While the 5th Circuit Court of Appeals found the Mississippi "breach of peace" law allowing the police to arrest the priests unconstitutional, it did not hold them liable, because they could not be expected to know which laws were constitutional or not. Additionally the appeals court ruled the judge was immune from prosecution.
While the Supreme Court ruled a new trial was warranted, it held that while police officers did not have "unqualified immunity," they may be excused "from liability for acting under a statute they reasonably believed to be valid but that was later held unconstitutional, on its face or as applied"—in other words, "qualified immunity."
While this was meant to be a small exception carved out for officers who acted in "good faith," the doctrine was greatly expanded in 1982 with Harlow v. Fitzgerald. After Harlow, police officers were generally shielded from civil liability, even if acting in bad faith, unless plaintiffs could show the officer violated a "clearly established" right that a "reasonable person" would know. The burden of proof therefore was moved to the shoulders of the plaintiff and "reasonableness" became an issue. Additionally plaintiffs were required to show a legal precedent involving the "specific context" and "particular conduct" at issue. Otherwise, the officers were shielded from liability.
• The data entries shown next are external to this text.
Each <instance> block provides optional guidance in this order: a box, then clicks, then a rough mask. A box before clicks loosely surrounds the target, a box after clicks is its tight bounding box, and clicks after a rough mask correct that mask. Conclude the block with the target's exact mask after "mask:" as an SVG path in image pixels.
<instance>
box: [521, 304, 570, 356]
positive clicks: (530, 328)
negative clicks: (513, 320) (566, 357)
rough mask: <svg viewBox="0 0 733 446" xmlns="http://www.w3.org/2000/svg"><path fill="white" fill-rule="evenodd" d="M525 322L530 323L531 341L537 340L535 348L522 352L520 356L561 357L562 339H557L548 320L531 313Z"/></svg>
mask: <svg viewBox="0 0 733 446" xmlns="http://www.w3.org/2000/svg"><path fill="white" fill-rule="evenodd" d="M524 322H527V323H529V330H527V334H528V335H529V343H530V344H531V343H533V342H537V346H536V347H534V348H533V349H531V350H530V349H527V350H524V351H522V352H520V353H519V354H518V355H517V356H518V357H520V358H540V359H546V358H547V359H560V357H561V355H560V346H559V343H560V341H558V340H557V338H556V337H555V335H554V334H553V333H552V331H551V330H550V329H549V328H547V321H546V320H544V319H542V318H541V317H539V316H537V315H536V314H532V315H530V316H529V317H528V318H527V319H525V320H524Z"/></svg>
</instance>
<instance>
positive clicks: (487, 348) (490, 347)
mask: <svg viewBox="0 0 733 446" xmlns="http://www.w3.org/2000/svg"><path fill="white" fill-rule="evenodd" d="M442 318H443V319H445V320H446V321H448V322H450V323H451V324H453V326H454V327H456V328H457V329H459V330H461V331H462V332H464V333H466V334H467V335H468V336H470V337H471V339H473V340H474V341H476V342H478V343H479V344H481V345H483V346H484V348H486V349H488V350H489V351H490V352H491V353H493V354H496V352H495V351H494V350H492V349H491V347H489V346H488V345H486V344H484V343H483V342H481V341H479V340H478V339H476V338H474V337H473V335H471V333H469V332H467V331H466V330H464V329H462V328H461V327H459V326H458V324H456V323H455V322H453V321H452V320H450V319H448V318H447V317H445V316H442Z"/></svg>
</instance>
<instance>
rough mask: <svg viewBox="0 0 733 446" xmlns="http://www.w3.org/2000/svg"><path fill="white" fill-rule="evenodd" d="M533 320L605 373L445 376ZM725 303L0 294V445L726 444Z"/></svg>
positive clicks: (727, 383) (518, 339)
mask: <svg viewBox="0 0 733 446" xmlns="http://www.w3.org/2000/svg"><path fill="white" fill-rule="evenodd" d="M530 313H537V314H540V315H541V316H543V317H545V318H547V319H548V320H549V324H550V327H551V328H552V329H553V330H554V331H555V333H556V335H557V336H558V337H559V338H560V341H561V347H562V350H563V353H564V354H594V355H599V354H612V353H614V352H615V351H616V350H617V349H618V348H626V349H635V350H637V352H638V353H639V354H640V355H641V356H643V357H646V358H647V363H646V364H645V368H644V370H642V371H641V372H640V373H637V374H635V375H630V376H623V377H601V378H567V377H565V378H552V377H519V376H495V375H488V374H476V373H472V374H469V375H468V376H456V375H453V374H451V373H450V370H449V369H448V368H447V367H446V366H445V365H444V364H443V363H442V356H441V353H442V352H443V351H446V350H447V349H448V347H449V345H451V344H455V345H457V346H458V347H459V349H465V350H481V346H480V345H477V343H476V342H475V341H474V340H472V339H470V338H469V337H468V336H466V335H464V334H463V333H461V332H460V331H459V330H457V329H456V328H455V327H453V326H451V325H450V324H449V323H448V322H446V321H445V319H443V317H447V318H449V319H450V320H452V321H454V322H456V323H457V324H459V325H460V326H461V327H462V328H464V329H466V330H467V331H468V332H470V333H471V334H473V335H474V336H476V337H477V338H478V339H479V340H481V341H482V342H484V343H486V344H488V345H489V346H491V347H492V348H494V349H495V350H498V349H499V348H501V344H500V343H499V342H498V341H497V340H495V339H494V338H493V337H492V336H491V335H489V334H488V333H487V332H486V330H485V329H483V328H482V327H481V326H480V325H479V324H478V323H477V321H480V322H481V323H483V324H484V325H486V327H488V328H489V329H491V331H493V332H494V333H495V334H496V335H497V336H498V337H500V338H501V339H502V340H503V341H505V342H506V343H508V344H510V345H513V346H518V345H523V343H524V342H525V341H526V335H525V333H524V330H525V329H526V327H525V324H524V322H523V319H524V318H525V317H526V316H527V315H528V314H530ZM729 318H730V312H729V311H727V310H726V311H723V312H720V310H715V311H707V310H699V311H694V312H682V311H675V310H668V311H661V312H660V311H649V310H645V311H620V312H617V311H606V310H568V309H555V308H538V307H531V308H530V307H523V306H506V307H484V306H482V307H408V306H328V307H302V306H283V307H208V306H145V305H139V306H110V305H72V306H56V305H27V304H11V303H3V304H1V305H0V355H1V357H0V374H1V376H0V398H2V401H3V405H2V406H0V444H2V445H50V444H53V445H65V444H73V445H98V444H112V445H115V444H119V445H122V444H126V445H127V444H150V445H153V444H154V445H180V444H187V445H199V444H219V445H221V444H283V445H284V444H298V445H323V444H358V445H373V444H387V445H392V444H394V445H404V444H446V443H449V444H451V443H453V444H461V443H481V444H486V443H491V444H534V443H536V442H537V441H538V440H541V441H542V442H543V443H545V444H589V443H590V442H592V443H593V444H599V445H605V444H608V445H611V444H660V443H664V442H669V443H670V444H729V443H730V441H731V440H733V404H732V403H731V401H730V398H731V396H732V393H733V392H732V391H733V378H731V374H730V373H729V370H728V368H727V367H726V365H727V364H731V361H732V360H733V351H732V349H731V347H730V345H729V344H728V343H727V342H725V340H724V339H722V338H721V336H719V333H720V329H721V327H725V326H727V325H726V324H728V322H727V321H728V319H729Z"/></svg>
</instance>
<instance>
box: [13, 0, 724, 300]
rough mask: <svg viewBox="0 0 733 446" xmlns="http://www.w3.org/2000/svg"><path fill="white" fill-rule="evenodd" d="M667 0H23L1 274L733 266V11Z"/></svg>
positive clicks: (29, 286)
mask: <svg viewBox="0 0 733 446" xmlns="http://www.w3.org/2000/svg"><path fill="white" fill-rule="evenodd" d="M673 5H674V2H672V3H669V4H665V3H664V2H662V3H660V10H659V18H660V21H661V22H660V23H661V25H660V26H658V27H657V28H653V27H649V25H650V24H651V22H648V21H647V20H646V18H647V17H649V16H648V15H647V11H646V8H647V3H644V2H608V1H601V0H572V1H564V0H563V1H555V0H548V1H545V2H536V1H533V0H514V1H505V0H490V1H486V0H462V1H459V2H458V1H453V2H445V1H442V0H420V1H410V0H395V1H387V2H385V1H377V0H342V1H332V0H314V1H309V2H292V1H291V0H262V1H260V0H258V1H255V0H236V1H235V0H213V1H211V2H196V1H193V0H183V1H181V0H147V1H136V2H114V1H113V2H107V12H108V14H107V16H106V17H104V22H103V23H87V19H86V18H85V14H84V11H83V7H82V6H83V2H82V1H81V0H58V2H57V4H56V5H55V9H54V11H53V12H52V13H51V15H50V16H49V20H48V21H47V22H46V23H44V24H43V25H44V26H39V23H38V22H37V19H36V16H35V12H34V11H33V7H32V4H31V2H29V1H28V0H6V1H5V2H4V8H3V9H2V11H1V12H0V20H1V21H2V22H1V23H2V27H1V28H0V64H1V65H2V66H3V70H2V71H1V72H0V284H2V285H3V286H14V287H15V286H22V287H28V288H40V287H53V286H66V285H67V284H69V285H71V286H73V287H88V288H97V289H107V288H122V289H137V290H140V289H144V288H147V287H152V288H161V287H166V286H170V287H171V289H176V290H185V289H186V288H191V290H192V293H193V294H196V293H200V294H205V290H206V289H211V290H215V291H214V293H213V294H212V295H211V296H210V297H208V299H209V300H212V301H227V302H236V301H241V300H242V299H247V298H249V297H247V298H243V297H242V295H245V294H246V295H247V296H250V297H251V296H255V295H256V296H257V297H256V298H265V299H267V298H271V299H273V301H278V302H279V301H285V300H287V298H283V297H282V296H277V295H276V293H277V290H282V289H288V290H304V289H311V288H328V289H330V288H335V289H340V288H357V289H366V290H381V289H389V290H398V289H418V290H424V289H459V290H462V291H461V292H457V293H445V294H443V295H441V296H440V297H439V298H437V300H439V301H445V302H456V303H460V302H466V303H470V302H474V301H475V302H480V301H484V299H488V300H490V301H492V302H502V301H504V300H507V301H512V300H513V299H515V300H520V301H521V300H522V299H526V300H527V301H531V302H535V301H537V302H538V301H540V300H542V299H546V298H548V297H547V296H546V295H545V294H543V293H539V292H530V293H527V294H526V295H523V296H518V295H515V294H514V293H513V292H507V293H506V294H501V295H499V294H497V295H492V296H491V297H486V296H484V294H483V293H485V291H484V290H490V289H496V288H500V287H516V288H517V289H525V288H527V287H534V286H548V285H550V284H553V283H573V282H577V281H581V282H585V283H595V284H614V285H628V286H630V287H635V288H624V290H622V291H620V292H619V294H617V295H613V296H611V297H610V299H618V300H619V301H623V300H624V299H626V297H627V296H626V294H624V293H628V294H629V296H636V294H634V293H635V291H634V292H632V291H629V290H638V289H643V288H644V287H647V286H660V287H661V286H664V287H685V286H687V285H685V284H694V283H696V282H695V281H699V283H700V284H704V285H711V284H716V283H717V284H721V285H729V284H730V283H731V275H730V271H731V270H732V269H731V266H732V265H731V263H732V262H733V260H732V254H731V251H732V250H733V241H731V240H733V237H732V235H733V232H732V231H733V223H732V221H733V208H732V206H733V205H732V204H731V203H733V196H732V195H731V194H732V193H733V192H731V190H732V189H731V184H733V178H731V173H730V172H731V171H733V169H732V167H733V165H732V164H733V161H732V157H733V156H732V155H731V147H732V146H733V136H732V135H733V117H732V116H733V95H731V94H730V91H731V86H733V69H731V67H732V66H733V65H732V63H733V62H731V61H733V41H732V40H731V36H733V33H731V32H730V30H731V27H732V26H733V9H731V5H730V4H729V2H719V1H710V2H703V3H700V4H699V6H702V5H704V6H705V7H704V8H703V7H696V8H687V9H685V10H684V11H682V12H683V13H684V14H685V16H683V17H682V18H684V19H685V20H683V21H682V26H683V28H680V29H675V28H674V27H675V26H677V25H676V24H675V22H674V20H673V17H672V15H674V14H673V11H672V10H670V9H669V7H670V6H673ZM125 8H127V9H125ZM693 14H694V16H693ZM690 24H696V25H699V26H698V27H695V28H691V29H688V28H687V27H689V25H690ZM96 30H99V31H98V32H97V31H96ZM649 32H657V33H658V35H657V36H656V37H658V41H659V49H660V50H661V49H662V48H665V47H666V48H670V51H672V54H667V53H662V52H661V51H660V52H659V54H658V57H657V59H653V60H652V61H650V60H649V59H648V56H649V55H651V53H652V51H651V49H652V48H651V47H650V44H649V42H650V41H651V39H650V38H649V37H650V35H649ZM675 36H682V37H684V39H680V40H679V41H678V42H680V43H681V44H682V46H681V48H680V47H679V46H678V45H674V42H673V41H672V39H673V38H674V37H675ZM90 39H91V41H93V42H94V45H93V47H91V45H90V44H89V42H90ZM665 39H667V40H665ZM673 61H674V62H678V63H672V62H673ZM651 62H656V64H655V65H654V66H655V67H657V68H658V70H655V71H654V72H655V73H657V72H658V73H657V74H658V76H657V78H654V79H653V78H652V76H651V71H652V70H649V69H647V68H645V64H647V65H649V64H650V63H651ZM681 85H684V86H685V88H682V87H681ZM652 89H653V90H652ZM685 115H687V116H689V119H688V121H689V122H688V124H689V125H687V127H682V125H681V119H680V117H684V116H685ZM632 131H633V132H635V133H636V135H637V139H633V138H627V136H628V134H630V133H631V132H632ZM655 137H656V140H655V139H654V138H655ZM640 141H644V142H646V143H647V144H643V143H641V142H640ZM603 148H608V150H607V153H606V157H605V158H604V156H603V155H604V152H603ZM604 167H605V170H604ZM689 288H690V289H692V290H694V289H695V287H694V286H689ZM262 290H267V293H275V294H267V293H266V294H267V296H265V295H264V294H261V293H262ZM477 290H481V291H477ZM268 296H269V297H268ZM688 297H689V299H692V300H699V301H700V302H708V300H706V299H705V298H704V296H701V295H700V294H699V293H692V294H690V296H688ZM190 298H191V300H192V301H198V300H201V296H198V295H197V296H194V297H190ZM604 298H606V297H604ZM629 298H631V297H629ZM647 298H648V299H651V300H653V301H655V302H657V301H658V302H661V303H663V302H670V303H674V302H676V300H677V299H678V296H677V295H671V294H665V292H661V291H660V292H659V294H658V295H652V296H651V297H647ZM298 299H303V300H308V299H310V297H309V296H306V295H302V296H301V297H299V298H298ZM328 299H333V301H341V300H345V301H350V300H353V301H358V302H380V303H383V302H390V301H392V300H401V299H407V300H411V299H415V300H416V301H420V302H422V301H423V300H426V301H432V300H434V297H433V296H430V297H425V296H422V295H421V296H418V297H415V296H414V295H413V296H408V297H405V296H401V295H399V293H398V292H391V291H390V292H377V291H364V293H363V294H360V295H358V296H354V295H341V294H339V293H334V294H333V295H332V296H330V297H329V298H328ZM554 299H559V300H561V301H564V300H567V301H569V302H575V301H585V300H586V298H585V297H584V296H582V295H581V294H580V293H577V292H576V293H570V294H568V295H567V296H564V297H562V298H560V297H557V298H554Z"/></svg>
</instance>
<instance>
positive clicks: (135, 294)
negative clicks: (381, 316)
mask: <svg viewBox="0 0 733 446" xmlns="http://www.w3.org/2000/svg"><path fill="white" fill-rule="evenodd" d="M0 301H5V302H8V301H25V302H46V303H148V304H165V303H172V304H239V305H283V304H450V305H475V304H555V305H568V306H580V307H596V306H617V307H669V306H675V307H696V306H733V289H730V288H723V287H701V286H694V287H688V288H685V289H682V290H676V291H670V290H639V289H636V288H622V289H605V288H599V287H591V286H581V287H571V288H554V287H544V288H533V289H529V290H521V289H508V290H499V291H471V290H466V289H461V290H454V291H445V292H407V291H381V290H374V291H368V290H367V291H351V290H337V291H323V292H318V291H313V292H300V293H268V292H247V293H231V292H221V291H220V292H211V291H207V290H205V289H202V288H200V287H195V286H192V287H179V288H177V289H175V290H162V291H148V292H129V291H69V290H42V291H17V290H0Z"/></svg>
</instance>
Bottom line? This is rarely achieved. The result? Cops act like they can do no wrong.
Ending qualified immunity is a necessary step in empowering civilians and holding police officers accountable for their violence. The United States House of Representatives has passed the George Floyd Justice in Policing Act, which would end qualified immunity. The act would also ban chokeholds, no-knock warrants in federal drug cases, create a nationwide database of police misconduct, prohibit racial and religious profiling, and redirect funds to community-based policing programs.
While the bill would be an important step in police reform, Republicans in the United States Senate are blocking it with a competing bill that is not as strong. Qualified immunity was created in an attempt to protect police officers during segregation and continuing its use only serves to perpetuate systemic racism and violent policing.